I know you said it might not be colitis, but I came across this tonight -- a study at CSU Vet school:
Equine Medicine & Surgery
Determining the Effectiveness of a New Anti-Inflammatory Agent on Clinical Characteristics of Horses with Severe Gastrointestinal Disease
Adult horses (>1 year old) with surgical disease of the gastrointestinal tract or diarrhea.
The purpose of this study is to characterize the efficacy of phenylmethimazole, a novel and potent anti-inflammatory agent, in reducing signs of endotoxemia and inflammation (high heart rate, pain, reddened mucous membranes, fever) in horses with severe colic or colitis (diarrhea).
Call Dr. Diana Hassel at (970) 297-4271
As mentioned by Sid -- sometimes the big schools can help with advice...
Nothing with horses is ever easy or cheap. And if it is, you're doing it wrong. They always rip out part of your soul when they leave. I guess that's how they find us later.

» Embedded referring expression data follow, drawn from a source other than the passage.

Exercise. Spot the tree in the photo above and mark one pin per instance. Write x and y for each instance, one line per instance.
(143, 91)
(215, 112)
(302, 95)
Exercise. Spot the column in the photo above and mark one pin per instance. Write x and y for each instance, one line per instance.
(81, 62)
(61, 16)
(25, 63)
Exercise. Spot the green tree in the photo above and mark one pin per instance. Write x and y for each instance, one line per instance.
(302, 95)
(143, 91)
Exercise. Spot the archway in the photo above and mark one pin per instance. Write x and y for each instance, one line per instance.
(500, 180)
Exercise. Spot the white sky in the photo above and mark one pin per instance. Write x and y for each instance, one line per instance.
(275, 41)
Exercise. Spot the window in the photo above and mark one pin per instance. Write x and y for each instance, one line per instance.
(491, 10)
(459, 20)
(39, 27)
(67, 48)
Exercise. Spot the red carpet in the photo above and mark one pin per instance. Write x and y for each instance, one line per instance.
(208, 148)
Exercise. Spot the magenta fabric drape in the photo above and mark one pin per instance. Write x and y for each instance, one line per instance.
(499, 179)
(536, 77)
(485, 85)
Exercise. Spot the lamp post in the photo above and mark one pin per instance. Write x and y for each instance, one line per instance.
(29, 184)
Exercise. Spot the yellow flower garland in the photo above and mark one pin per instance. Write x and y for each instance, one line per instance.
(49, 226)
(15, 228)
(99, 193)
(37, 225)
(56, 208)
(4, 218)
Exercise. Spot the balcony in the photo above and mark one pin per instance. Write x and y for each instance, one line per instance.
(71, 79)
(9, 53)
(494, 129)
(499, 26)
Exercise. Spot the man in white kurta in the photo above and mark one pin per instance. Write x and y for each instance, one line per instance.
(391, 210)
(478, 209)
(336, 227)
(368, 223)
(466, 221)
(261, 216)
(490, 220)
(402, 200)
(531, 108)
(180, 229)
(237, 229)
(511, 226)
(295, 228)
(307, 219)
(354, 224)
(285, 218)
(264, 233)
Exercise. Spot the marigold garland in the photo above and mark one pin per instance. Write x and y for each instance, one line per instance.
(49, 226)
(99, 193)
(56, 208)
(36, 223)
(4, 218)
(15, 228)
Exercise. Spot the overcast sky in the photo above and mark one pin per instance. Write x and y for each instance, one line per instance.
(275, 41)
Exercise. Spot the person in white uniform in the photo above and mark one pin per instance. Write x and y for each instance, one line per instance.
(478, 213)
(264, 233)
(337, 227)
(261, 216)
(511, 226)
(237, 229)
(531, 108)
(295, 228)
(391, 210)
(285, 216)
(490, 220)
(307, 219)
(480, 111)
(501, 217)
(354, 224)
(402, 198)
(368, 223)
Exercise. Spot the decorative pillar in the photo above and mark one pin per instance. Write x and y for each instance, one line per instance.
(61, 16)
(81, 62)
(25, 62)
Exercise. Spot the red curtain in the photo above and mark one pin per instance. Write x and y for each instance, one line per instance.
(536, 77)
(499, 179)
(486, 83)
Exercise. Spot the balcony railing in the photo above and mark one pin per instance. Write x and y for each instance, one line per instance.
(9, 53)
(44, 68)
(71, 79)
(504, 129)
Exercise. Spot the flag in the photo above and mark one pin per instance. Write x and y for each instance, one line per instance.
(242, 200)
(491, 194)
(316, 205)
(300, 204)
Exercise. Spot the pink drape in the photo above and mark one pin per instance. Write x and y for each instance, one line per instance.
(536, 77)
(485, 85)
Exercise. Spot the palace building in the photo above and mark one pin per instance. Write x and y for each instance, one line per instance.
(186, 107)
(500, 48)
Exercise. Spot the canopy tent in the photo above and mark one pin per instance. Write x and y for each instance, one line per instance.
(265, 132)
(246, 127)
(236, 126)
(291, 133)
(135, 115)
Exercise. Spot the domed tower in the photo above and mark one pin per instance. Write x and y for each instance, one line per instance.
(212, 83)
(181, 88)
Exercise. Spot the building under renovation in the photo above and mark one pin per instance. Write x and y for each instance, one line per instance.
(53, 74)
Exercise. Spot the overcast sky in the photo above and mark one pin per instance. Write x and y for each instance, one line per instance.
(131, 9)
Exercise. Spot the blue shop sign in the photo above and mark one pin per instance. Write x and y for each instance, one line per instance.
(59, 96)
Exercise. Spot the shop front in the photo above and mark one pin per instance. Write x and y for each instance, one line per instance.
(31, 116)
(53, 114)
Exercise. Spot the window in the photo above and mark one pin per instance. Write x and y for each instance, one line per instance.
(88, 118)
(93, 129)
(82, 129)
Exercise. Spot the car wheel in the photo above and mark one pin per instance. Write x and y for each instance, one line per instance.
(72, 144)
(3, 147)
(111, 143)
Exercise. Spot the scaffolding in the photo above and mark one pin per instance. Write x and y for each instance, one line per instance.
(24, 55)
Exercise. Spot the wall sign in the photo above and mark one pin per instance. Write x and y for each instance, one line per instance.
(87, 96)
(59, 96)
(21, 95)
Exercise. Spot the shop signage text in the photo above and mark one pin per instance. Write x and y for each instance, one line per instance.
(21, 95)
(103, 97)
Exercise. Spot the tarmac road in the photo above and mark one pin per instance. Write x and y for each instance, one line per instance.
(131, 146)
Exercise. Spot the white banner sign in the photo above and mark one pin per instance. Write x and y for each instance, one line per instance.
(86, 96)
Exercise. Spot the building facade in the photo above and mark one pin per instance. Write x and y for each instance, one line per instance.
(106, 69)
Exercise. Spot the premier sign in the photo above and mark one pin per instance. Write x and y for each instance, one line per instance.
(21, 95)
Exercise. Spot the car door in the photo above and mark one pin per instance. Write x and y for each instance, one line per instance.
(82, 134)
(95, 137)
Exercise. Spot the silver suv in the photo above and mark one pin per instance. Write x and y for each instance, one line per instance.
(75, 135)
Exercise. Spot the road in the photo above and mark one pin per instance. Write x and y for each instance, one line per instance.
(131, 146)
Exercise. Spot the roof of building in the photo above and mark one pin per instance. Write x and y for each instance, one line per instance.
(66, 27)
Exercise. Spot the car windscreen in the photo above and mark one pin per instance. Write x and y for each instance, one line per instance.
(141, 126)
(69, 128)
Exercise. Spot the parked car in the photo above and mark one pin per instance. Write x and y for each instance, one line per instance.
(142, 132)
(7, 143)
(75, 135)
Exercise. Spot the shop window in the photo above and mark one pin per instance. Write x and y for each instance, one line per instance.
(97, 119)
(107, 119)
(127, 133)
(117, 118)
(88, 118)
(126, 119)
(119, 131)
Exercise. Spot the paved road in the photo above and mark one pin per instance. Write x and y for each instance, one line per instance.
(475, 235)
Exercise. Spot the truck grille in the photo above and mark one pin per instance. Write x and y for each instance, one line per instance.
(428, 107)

I'm happy to hear your horse is on the mend! The only case of colitis I ever dealt with turned out to be PHF. The vet was originally thinking a clostridial bacterial infection as PHF was rare in our area, but it did turn out to be PHF in the end.
Looks like I picked the wrong week to quit amphetamines.
What also came to mind when you posted was some sort of toxicity. It aways seems that Fall is the time of year when horses are most prone when they start experimenting with weeds...or sometimes in 2nd or 3rd cut hay that can also be more prone to weeds. Can affect kidneys and/or liver, fever, projectile diahrrea and sometimes laminitis. So it will be interesting to see that bloodwork.
Whatever it is...so glad to hear she is doing better!
Good news! The bloodwork is back and she has a confirmed diagnosis of anaplasma phagocytophilum. Scary name, but not such a scary problem. It's basically a tick-borne illness that can be easily taken care of with antibiotics. However, she appears to have kicked it herself, although we're going to continue to monitor her temp for the week to make sure she doesn't need a round of medication. So grateful it's something easy!